La estructura actual favorece a la oposición; sin embargo, al instalar dos o tres circuitos en zonas populares, creen que la correlación pueda revertirse.
'Se corrige una anomalía de la cuarta república porque, de aprobarse el proyecto de ley, pesará más el voto de los candidatos que de los partidos.
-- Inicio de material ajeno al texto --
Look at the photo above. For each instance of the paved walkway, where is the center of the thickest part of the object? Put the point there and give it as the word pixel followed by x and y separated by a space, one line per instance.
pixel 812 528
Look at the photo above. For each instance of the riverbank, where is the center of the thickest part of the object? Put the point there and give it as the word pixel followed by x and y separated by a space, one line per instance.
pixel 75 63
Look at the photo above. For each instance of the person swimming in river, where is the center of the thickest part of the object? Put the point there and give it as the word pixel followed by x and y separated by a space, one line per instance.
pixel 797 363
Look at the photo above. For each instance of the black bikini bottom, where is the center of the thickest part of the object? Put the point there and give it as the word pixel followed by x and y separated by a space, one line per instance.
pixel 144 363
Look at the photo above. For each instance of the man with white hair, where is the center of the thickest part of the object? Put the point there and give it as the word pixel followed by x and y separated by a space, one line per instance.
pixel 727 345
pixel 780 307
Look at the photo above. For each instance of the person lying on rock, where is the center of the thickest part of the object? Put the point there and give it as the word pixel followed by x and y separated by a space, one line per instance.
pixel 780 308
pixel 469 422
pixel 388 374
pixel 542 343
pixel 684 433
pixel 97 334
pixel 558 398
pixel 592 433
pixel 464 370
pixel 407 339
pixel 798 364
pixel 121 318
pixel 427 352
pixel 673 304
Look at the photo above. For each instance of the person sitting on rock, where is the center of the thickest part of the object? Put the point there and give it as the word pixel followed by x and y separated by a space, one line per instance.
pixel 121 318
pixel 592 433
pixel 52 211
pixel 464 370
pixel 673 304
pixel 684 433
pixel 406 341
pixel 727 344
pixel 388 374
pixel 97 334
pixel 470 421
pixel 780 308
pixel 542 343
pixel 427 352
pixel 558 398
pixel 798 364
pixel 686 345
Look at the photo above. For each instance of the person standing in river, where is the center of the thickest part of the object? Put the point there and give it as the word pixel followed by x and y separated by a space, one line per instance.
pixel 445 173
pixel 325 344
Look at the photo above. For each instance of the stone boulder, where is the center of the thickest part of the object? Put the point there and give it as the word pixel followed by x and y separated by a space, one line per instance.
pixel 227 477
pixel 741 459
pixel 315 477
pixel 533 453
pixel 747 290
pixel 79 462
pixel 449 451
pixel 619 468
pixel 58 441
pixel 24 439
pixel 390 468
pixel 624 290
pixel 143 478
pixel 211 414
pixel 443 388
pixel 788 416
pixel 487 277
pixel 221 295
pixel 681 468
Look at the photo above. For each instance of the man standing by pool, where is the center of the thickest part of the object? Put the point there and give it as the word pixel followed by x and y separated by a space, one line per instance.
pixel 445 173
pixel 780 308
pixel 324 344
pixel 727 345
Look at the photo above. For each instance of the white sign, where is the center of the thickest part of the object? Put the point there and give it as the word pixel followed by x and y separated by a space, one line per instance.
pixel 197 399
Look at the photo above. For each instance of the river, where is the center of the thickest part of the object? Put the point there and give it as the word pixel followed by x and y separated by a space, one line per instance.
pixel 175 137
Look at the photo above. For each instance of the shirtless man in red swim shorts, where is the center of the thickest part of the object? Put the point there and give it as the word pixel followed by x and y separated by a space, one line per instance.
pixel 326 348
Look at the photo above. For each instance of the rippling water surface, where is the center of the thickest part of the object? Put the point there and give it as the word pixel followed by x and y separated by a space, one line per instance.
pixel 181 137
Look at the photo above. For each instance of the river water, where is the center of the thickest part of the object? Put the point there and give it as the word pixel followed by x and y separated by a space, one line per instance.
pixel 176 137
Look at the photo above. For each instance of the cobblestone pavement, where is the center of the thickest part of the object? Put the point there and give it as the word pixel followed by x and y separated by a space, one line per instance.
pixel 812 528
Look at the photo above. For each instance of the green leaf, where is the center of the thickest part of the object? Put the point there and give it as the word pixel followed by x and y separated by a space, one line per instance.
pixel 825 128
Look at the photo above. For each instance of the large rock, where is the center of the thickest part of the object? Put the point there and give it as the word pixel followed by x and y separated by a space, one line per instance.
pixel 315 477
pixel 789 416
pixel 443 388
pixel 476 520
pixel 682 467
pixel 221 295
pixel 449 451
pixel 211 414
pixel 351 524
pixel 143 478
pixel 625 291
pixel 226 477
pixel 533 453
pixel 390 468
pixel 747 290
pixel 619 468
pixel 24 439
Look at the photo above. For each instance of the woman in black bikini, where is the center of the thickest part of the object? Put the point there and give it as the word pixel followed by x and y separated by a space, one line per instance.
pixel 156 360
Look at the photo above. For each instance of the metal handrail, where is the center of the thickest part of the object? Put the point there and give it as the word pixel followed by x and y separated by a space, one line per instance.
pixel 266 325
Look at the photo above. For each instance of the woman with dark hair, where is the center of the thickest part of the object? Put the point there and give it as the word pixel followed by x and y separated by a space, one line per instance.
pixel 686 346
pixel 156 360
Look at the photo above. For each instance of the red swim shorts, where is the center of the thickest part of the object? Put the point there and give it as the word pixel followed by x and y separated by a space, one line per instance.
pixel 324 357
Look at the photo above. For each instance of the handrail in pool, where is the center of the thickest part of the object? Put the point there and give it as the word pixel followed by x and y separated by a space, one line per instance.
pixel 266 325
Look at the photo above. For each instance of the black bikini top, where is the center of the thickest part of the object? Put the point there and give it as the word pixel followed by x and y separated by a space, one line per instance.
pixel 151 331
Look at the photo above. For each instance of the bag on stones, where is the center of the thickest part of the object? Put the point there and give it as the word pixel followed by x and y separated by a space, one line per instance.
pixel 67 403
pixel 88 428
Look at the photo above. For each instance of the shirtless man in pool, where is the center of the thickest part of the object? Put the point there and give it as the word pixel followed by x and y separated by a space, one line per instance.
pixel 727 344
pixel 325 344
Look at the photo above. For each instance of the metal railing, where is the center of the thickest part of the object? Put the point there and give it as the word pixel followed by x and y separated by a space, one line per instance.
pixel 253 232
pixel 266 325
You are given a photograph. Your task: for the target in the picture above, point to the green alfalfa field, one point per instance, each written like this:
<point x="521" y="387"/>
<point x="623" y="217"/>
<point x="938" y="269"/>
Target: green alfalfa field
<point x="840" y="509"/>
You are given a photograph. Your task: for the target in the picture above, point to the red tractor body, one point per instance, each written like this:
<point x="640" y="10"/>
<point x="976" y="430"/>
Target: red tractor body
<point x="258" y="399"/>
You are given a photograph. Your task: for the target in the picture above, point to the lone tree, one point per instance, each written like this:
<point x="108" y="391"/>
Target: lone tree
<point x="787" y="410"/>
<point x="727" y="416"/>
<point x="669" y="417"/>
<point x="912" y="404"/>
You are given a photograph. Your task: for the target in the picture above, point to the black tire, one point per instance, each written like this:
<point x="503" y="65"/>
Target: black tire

Es una votación 100% personalizada', afirmó Darío Vivas, presidente de la Comisión de Participación del Parlamento.
'La ley actual impide crear nuevos circuitos', añadió.
¿Qué significa esto? En Petare, se elijen dos diputados y es probable que sean representantes de la oposición, pero en el PSUV estudian crear dos circuitos: uno que pudiera estar en 'zonas ricas' y otro en los barrios.
En Caracas, donde se escogen 10 diputados, se pasaría a 11, al formarse otra circunscripción electoral. Eso se logrará al reducir la base poblacional de los circuitos, explicaron técnicos electorales oficialistas. En otras palabras, crecerían los cargos nominales y disminuirían los postulados por lista.
Alberto Castellar, diputado del PSUV-Falcón, dijo: 'La oposición rechaza el proyecto porque no tiene apoyos. La Constitución de 1961 reconocía las minorías, y ahora en la Constitución de 1999 se garantiza la representación de los estados y municipios en el artículo 63; la proporcionalidad está en el artículo 6 y eso es lo que recoge la nueva legislación'.
Acerca de la posición del rector electoral Vicente Díaz, Castellar señaló que actúa como vocero de la oposición en lugar de ser 'humilde y equilibrado'.
Y a PPT y PCV les envió un mensaje: 'No se trata de repartición de cuotas entre partidos, sino de garantizar la soberanía popular. En 1998, sí se irrespetó la voluntad popular al establecer una relación de 60/40 a favor de la uninominalidad.
El proyecto será consultado y en segunda discusión podrán hacer sus aportes. El beneficio más importante es que el ciudadano ejercerá un voto personalizado, sin recurrir a tarjetas o a partidos'.